NECESSARY PRETEXT: I am a nervous laugher. I laugh uncontrollably in bad situations. I’ve laughed at funerals, giggled at being dumped, chuckled at the doctor’s and chortled at the dentist’s. So it should come as no surprise that, after my first half-marathon resulted in a strikingly painful bout of runner’s knee, my first visit to a Korean acupuncture clinic was a seemingly delightful experience, as I was laughing all the way through.
It was not delightful. It was weird and I’m still not sure if I liked it. Read these following notes with the background noise of a white Jewish boy’s awkward laughter throughout.
- I arrive at the Donghwa Clinic (동화 한의원), a little second-floor spot a block away from Busanjin Station in Busan, at 5 o’clock in the evening with a Korean friend and coworker, who came to get sharp things inserted into her right ankle for some reason. A woman leads us to two adjacent, pseudo-wood hard beds and instructs us to lie down. I roll up my pant legs.
- A bespectacled man in black pants and a pale blue shirt, who moves with the casual ease of a doctor in charge, quickly—unceremoniously, really—sticks five needles into each of my knees. I flinch at the first two (don’t they say this isn’t supposed to hurt?), but man up after that.
- The woman suctions onto my knees a half-dozen miniature candle-like things, which she proceeds to light with a barbecue lighter I’m quite sure she bought at Homeplus for 10 bucks. These pseudo-candles burn down until they reward my knee with a first-degree burn, and I have to make a yelping noise to signal to her that they’re ready to be removed by her four-inch-long tweezers. She laughs at me a bit, then peels them off, showing the small black circles they’ve left on my skin.
- She pulls a red-hot heating lamp over the needles and leaves the room, pulling the shower curtain around my bed for privacy. My head sits on a small floral pillow beside an open rain-soaked window, outside of which I can hear the usual screams of angry old women. Less peaceful than it ought to be, but the clinic can’t be blamed.
- Ten minutes pass—maybe 15?—and a pink beeper goes off beside me. The woman returns, swiftly removes the needles, and turns to the clunky, grey, multi-tubed machine that I’m convinced is a prop from 1970s-era James Bond villain’s lair. My friend lifts her head and says, perkily, “Electro-shock!”
- Electro-shock therapy is surprisingly nicer than it sounds. The woman sticks four tubes coated with old yellow foam at the ends on my knees. They shoot small bouts of electricity into my aching joints, sort of like a massage. It feels roughly like there’s a small magnet under my skin, and its partner magnet is dragging it around in circular motions. Not altogether unpleasant after the first minute.
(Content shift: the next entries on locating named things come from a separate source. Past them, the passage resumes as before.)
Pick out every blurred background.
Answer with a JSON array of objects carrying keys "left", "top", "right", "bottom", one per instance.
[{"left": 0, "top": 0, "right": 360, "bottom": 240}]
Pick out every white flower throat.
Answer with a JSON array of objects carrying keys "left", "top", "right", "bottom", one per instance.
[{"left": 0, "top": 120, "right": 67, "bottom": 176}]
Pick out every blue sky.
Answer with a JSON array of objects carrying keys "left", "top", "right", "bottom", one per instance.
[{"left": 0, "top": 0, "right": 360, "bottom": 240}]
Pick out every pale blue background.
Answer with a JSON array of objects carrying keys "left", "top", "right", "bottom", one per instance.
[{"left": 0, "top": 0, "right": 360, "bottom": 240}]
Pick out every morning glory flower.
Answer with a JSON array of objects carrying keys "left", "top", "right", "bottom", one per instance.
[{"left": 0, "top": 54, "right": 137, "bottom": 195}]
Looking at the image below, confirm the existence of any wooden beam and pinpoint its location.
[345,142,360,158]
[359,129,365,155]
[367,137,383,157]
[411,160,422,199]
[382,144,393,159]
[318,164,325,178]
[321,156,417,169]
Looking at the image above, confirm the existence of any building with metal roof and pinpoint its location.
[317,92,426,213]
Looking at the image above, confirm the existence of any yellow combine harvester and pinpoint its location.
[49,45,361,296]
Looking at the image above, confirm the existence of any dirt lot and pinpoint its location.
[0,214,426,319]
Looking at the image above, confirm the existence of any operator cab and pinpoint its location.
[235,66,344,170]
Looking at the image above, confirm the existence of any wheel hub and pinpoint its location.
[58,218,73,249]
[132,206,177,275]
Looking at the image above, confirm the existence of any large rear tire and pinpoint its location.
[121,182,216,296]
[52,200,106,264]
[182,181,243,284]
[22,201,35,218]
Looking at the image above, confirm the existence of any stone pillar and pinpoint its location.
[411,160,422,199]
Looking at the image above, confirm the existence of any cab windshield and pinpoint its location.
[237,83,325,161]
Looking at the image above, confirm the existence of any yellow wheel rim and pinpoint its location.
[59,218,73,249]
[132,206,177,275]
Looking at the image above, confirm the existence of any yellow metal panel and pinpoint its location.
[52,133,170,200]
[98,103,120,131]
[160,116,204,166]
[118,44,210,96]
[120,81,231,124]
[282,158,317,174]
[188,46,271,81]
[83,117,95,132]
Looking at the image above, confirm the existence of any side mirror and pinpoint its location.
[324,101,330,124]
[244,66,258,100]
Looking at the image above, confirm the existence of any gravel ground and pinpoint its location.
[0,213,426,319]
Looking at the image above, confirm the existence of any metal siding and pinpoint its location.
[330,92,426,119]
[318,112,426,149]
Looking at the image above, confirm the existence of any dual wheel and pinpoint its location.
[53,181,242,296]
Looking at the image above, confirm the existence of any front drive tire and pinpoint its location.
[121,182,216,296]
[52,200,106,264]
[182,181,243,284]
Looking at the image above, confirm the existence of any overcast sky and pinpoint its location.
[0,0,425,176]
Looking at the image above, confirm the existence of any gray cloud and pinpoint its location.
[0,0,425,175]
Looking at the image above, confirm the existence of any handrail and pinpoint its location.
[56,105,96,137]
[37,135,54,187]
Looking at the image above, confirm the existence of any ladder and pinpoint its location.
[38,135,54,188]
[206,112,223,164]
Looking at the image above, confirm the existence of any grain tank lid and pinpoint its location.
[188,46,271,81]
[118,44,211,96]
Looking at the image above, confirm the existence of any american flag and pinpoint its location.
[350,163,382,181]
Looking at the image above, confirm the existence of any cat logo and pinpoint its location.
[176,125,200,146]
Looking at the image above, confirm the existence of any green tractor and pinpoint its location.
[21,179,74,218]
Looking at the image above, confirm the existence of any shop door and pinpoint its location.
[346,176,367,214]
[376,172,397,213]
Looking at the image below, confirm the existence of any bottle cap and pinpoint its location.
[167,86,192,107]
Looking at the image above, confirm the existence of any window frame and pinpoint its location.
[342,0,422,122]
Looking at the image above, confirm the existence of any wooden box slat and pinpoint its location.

- Following another 10 or 15 minutes of that is the heated wet towel that they lay on my knees for a long time. The first day I fell asleep; I returned the following day, without my friend, and was treated to the companionship of a violently snoring middle-aged Korean man lying on his stomach, who fell asleep within seconds of the needles entering his back.
- The conclusion, the clinic’s pièce de résistance, is a waterbed jacuzzi massage. This is indeed as awesome as it sounds. It’s basically a seven-foot-long tub filled with water; above the water is a thick rubber sheet that one lies on top of while super-strong jacuzzi jets massage your back, slowly working their way up and down the spine, up the neck, down to the ankles. It’s beautiful and it all ends too fast. The whole hour-long process costs a remarkable 7,000 won ($7) the first visit, and 5,000 for subsequent visits; this wonder-bed straight-up justifies the entire cost.
- I awake the next morning feeling strangely good, and my knees are noticeably much improved. That said, I returned to my house straight after the clinic and watched a movie with my knees elevated, clutching an ice pack between them, so that might’ve helped a bit too. I am far too poorly read to ascribe a judgment to acupuncture’s true effectiveness as a whole—Koreans swear by it, while most online sources say the jury’s still out, which I’m inclined to agree with—but it’s probably worth a try. At least you get a cheap massage.